Species

BackHogna maderiana Walckenaer, 1837

Hogna maderiana Walckenaer, 1837

Madeira Wolf Spider / Tarantula-da-Madeira

  • Kingdom: Animalia
  • Phylum: Arthropoda
  • Class: Arachnida
  • Order: Araneae
  • Family: Lycosidae
LC Least Concern
IUCN Red List Status:

Countries of Occurrence:
Portugal - Madeira

Archipelago(s):
Madeira

Assessor/s:
Luis Crespo
Mario Boieiro
Paulo A.V. Borges
Pedro Cardoso
Cardoso, P., Crespo, L.C., Silva, I., Borges, P. & Boieiro, M.

Reviewer/s:
Henriques, S. & Russell, N.

Contributor/s:

Facilitators / Compilers/s:


Assessment Rationale:

The Madeira Wolf Spider (Hogna maderiana) is known throughout the island of Madeira (Portugal) in open habitats.
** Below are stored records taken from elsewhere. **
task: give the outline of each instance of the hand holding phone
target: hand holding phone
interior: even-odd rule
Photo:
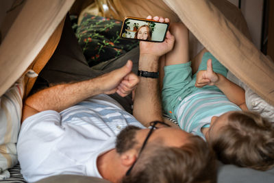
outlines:
[[[125,17],[120,33],[122,38],[163,42],[169,29],[168,23],[136,17]]]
This species has a restricted geographic range with a maximum estimate of extent of occurrence (EOO) and area of occupancy (AOO) of ca 900 km². However, Hogna maderiana is assessed as Least Concern (LC), since the species seems to be able to live on several habitat types, even close to human settlements and the population is therefore assumed to be stable. A monitoring of population trends should be conducted to confirm species status.

Geographic Range:

Hogna maderiana is known throughout the island of Madeira (Portugal) in open habitats. Multiple collection sites are recorded for the species, usually in open areas but at all altitudes, from coastal areas to the plateau of Paúl da Serra (Walckenaer 1837, Johnson 1863, Thorell 1875, Warburton 1892, Simon 1897, Kulczyński 1899, Schenkel 1938, Roewer 1960, Denis 1962, Denis 1963, Wunderlich 1992, Wunderlich 1995). It was possible to perform species distribution modelling to predict its potential range with confidence limits (Cardoso et al. 2017).

Regions:
Portugal - Madeira
Extent of Occurrence (EOO):
304-908,368 (km2)
Area of Occupancy (AOO):
28-908,368 (km2)
Elevation Lower Limit:
0 (m)
Elevation Upper Limit:
1800 (m)
Biogeographic Realms:
Palearctic
Presence:
Extant
Origin:
Endemic Madeira
Seasonality:
Resident

Population:

No population size estimates exist, but the species seems to be able to live in several habitat types, even close to human settlements and the population is therefore assumed to be stable.

Habitat and Ecology

The Madeira Wolf Spider seems to be able to live in several open habitat types, including coastal areas and high-altitude plateaus dominated by grasses. The species is an active ground hunter feeding mainly on small/medium size arthropods.

Major Threat(s):

There are no known threats to the species.

Conservation Actions

No specific conservation measures are in place for this species. The disjunct distribution of the species is currently being researched and might lead to a change in the current estimated maps. Monitoring of population trends should be conducted to confirm species status.